Mesmo com assuntos de maior urgência, através de sondagens realizadas com o eleitorado, temas como segurança alimentar, reativação da economia, saúde e educação tem aparecido à frente da famigerada pauta do combate à corrupção, “estrela” do pleito realizado em 2018, parte dos presidenciáveis seguem insistindo no tema.
Alguns como a representante do União Brasil, Soraya Thronicke, não poderia fugir do assunto, afinal, eleita para o cargo de senadora em 2018 sendo chamada de “Moro de saias”, tem o combate à corrupção como sua bandeira principal; por sua vez o pedetista Ciro Gomes, utilizando a verborragia cáustica, uma de suas características, vem abrindo mão do discurso em defesa do seu programa desenvolvimentista para ser o portador da velha falácia moralizante udenista, centrando seu alvo no adversário petista, porém como passa longe de ser um revival de Carlos Lacerda e muito menos de Leonel Brizola, alguns analistas cogitam inclusive a possibilidade do candidato amargar o quarto lugar no resultado geral, ficando aquém do seu desempenho na disputa anterior.
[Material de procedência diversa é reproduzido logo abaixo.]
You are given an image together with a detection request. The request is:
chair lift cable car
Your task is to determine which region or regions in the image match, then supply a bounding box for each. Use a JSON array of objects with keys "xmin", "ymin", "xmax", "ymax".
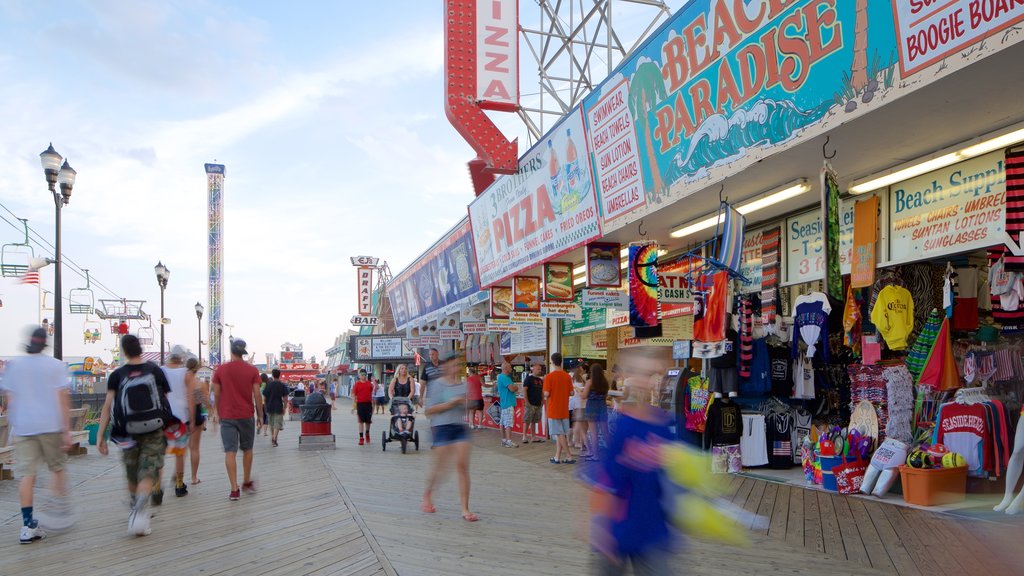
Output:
[
  {"xmin": 0, "ymin": 218, "xmax": 36, "ymax": 278},
  {"xmin": 82, "ymin": 315, "xmax": 102, "ymax": 344},
  {"xmin": 68, "ymin": 270, "xmax": 96, "ymax": 315},
  {"xmin": 136, "ymin": 319, "xmax": 156, "ymax": 346}
]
Já a emedebista Simone Tebet, parece ser a candidata com o discurso mais calibrado acerca do assunto, sem atacar nominalmente os adversários, inclusive por ter sinalizado publicamente a possibilidade de apoiar o candidato petista no segundo turno, Simone Tebet fala sobre o combate à corrupção de uma forma protocolar, visando principalmente ganhar o eleitor de classe média que é tocado pelo tema, mas que necessariamente não abraça o discurso bolsonarista, mantendo assim em sua fala um caráter moralizante, mas não virulento como o trazido por Ciro Gomes.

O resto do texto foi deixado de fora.